Looking much better!


----------



## DSchlauch (Jun 25, 2018)

@kur1j 
Started to see improvements @ 6-8 days after fungicide. I think my issue ended up being a combination of fungus and some bronzing from PGR. I would imagine the PGR could have influenced the recovery time from the fungus as well. I'm going to be adjusting my PGR rates going forward and double checking my calibration.


----------



## kur1j (Jul 2, 2017)

@DSchlauch Ah, good to know. I haven't applied PGR yet so I know it couldn't be that. Only thing I've done to my yard so far is cut+groomer, weeds, and fertilizer, granted haven't applied any weed killer in 1.5 months as the only thing I have is nutsedge currently and its only in a few places. Will be taking care of that tomorrow.


----------



## Spammage (Apr 30, 2017)

@DSchlauch I don't think the coloration had anything to do with the PGR app. However, if you over applied and stressed the grass, you could have reduced it's ability to fight off the fungus.


----------



## DSchlauch (Jun 25, 2018)

@Spammage Take a look at this. This is in my back yard taken this evening, 7.7.18 @ 7PM.

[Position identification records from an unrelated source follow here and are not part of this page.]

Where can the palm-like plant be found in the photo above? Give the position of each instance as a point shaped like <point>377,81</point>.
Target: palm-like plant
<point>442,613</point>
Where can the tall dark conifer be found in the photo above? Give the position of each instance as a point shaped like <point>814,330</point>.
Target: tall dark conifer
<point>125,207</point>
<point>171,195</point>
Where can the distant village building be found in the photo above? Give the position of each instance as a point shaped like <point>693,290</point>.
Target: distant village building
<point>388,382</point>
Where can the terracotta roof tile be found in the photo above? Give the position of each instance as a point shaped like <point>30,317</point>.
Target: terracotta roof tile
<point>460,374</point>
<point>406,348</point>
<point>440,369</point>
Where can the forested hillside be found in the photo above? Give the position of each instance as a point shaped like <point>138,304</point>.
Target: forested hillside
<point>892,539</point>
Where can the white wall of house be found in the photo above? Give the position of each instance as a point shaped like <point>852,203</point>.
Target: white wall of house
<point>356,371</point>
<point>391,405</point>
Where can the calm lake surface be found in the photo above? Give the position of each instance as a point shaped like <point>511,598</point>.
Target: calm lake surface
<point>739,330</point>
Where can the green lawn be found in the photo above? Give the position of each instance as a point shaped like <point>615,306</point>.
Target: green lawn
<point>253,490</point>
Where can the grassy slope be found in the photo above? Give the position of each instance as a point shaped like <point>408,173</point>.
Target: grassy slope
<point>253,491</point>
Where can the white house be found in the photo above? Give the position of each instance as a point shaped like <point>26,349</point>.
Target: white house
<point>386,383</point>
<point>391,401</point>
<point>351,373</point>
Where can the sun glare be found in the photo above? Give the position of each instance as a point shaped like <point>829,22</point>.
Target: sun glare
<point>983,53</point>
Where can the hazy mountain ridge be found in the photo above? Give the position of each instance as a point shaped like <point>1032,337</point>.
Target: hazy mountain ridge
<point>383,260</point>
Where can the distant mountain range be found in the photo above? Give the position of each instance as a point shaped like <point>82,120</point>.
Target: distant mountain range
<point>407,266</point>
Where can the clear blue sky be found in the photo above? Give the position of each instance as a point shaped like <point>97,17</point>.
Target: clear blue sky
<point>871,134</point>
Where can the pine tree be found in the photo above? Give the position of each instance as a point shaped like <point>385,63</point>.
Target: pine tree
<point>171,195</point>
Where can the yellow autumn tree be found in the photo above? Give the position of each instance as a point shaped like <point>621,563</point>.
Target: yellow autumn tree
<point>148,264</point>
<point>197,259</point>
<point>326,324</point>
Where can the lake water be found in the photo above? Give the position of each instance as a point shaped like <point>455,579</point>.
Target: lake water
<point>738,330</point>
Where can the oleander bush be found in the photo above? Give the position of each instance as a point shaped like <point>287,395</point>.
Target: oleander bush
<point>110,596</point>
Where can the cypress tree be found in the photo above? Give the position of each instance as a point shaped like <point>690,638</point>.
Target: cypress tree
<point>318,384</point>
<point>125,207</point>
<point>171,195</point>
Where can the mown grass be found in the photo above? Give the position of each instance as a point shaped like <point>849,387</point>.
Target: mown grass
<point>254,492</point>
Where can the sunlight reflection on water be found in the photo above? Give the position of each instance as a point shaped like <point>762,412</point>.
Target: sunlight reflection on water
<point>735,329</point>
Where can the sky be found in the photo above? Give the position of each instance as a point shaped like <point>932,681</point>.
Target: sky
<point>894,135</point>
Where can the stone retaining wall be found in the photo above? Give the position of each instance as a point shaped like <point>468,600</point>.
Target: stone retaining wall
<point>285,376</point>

The only thing put on the lawn was PGR @ .25 oz/k on 6.26.18. I just don't get it. It's frustrating. I've triple checked my calibration so all I know to do is drop the rate in half for the next app I guess and see what happens.


----------



## Spammage (Apr 30, 2017)

DSchlauch said:


> @Spammage Take a look at this. This is in my back yard taken this evening, 7.7.18 @ 7PM.
> 
> 
> 
> ...


I'm not telling you not to do that, but the pics still look like fungal issues to me.


----------



## RandyMan (May 17, 2018)

Dont use those blue bottles..I have been fighting fungus in my yard the last 2 months too.I spent over $100 on those blue bottles and seen some improvement but still have it .Well after a little researching I found out that those blue bottles only have 2% active ingredient(Propiconazole) in it.No wonder I am still having problems  I am finding out that the box stores sell many products this way, like round up and herbcides..I bought a 1 gallon of 14% active ingredient online for $88..That will last me for a long time and Ill ill be throwing down ALOT more active ingredient to hopefully do away with this fungus for good.


----------



## DSchlauch (Jun 25, 2018)

@Spammage 
@RandyMan 
Roger that. I'm going to hold off on applying anything other than fungicide and see if I can get this figured out. Thanks again


----------